Previous studies have shown that adenosine has estrogen-like activity mediated by estrogen receptor α (ERɑ). This study aimed to examine the effects of adenosine on Aβ25–35-induced brain injury and the underlying mechanisms involved. Adenosine (Ade, 20 mg/kg, i.g.) was administered for four weeks, followed by the induction of Alzheimer's disease (AD) by Aβ25–35 (200 µM, 3 µL/20 g, i.c.v.).
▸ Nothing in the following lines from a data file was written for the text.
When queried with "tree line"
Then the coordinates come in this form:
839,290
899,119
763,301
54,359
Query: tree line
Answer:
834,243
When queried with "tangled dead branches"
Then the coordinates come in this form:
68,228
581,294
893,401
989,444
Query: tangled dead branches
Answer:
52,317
Furthermore, a specific ERα blocker (MPP, 0.3 mg/kg, i.p.) was administered 30 min before the treatments of adenosine to evaluate whether the observed effects elicited by adenosine were mediated via ERα. In addition, the learning and memory ability, neuronal damage, and the levels of amyloid β-protein (Aβ), phosphorylated Tau Protein (p-Tau), apoptosis, oxidative stress, immune cells, and ERα were examined. The antagonistic effect of MPP (1 µM) against adenosine (5 µM) in Aβ25–35 (20 µM, 24 h)-induced N9 and PC-12 cells was also investigated. Adenosine improved learning and memory ability, reduced neuronal damage, downregulated Aβ42/Aβ40, p-Tau, apoptosis, and oxidative stress, transformed immune cells, and increased the expression of ERα following Aβ25–35 challenge. MPP could block these effects. Moreover, MPP also blocked the effects of adenosine on the levels of apoptosis and reactive oxygen species (ROS) in Aβ25–35-induced N9 and PC-12 cells. Adenosine ameliorated Aβ25–35-induced brain injury by inhibiting apoptosis and oxidative stress, possibly via an ERα pathway.